Understanding the Latency Chain

The “End-to-End” latency is the sum of:
  1. User Audio to Server: Network latency for streaming the user’s speech.
  2. STT (Transcription): Time to turn audio into text.
  3. LLM (Thinking): Time for the model to generate the first token.
  4. TTS (Lokutor): Time to generate the first audio chunk (TTFB).
  5. Playback Buffer: The safety margin your player keeps to prevent stuttering.

Lokutor Optimizations

1. Adjusting Denoising Steps

The steps parameter in our API directly controls the compute time.
  • Use steps: 3 for extreme low latency.
  • Use steps: 5 as the sweet spot for quality vs. speed.

2. Stream Audio Chunks

Never wait for the full response to finish.

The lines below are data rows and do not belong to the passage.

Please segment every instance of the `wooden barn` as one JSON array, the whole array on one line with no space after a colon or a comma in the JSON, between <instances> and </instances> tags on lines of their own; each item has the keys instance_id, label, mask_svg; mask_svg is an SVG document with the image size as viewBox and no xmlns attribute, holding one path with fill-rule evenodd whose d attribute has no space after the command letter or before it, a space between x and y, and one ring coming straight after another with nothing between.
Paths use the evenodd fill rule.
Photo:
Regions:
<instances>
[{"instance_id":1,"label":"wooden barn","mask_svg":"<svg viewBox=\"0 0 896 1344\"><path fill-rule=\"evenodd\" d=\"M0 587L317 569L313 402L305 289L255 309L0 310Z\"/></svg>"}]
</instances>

Lokutor sends binary chunks as small as 20ms. Play them as they arrive (streaming playback).

3. Regional Connectivity

Ensure your client connects to the nearest Lokutor edge node. Our global infrastructure is designed to minimize the speed-of-light delay between your user and our inference engines.

Client-Side Tips

Adaptive Jitter Buffers

Instead of a fixed 500ms buffer, use an adaptive one. Start with 100ms and slowly increase it only if you detect network dropouts.

Pre-warming Connections

Keep the WebSocket connection open. Handshake and TLS negotiation can add 200-500ms of delay if you open a new connection for every request.
// Good: reuse connection
const client = new VoiceAgentClient({ apiKey: '...' });
await client.connect(); // Do this when the app starts

// Later...
client.sendAudio(data);

LLM Token Streaming

If you are using Lokutor’s standalone TTS with your own LLM, ensure you stream tokens from the LLM to Lokutor. Waiting for a full sentence from the LLM will significantly increase latency.